En mi caso, era evidente que la vida había decidido no beneficiarme ni sorprenderme. Convencido de mi vocación puedo afirmar que esperé años a que el destino tomara las riendas del asunto, y así las vicisitudes interrumpieran el cotidiano transcurrir y el infortunio se apoderara del cauce de los acontecimientos.
La tristeza y la desgracia son acuciantes poderosas para la inspiración artística. Basta repasar las biografías de aquellos que han logrado alcanzar la trascendencia con sus obras e inscribirse en la inmortalidad para comprender que la creación es una respuesta – muchas veces una réplica necesaria – a la aflicción. Las más logradas invenciones se forjaron en la enfermedad, al frío de la soledad o en la inmersión del duelo. Los sonetos más refinados le cantan al desamor, la literatura describe el infierno, se alimenta de la enajenación y hurga en el padecimiento con el propósito de alcanzar la autenticidad.
Soy el principal testigo de lo que expongo. A pesar de la perseverancia y la dedicación, en tiempos de bonanza no era capaz de producir más que textos mediocres, inexpresivos y sin vuelo poético alguno. Las ideas parecían fluir en mi mente fermentada pero era incapaz de darles forma, ordenarlas y traducirlas en palabras. El miedo por la página en blanco se combinaba con la furia provocada por la frustración, y mis intentos literarios acababan cada vez con mayor frecuencia en episodios de rabia. Esta desolación era contrastada por la armonía y la cordialidad que me rodeaban, por lo que tampoco podía asirme a ella para alimentar mis ansias de escritura.
Cansado de aguardar a que el destino hiciera lo suyo es que me propuse impulsar por mi cuenta los hechos, pues reparé que en la espera de la desgracia se me podía ir la vida. Decidí aferrarme a la vocación literaria y abocarme a la construcción de mi propia tragedia.
El primero fue mi hermano mayor. Fue fácil pues estaba durmiendo en la pieza al lado de la mía. Cometí con él un error de principiante eso sí. Apoyé el caño de la escopeta contra su cráneo y la fuerte detonación embadurnó la pared de sangre y masa encefálica, manchándome los brazos y la cara.

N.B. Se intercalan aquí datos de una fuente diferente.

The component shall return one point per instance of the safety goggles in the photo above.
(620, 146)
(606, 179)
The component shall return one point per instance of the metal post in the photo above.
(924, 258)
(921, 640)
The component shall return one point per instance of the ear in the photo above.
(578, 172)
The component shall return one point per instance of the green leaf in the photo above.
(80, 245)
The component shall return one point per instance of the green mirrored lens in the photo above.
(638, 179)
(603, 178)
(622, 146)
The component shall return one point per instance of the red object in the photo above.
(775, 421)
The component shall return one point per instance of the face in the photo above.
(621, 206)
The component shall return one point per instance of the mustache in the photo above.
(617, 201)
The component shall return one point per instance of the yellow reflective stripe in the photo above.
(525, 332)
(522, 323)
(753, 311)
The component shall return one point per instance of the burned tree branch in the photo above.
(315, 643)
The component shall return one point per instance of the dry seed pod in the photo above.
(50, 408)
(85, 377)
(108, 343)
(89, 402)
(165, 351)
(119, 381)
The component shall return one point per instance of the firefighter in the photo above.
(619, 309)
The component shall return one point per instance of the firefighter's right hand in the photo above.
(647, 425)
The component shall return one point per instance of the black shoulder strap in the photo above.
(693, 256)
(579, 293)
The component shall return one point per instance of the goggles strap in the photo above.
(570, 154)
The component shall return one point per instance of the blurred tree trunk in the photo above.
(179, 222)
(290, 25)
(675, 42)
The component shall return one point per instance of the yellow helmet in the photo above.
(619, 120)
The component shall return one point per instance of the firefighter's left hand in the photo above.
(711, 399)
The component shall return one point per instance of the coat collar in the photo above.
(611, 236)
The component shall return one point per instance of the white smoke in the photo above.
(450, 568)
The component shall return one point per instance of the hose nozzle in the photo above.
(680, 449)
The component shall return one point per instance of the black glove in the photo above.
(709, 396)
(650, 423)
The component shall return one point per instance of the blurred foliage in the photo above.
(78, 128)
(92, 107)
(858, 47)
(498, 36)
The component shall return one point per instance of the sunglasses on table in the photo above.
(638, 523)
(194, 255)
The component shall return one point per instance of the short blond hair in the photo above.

El disparo hizo levantar a mi padre de la cama. Lo esperé en la oscuridad del dormitorio y cuando su figura se recortó contra el marco de la puerta, sin darle tiempo a que sus ojos se acostumbraran a la falta de luz, le espeté dos tiros en el pecho. Quedó prácticamente partido en dos por la fortaleza de los disparos.
A mi madre la encontré corriendo por el pasillo con el celular en la mano. No sé si alcanzó a reconocerme, cubierto como estaba de sangre y diminutos jirones de carne. La bala la alcanzó en la cabeza ni bien comenzaba a bajar la escalera y la empujó por los escalones.
Luego entré en el dormitorio de mi abuela. La anciana dormía sin enterarse del bullicio, con el audífono depositado sobre la mesa de luz. Al igual que a mi hermano, la maté sin que se despertara.
Realicé bien el cálculo temporal porque antes de que llegara la policía, entró mi hermana a la casa. Siempre llegaba a esa hora al terminar la guardia del hospital. Todavía tenía su uniforme puesto. La intercepté ni bien cruzó la puerta. Creo que fue la única que me reconoció, pues antes de pegarle un tiro vi en sus ojos una mezcla de sorpresa y desconcierto.
No sé si mi obra literaria recibirá en el futuro el premio Nobel, pues después de todo es una distinción empañada por tintes políticos y merecimientos pocos claros. Aspiro, eso sí, a su más digno reemplazante: el premio Cervantes, el galardón más importante en lengua castellana. Pero veremos, ya habrá tiempo para las condecoraciones.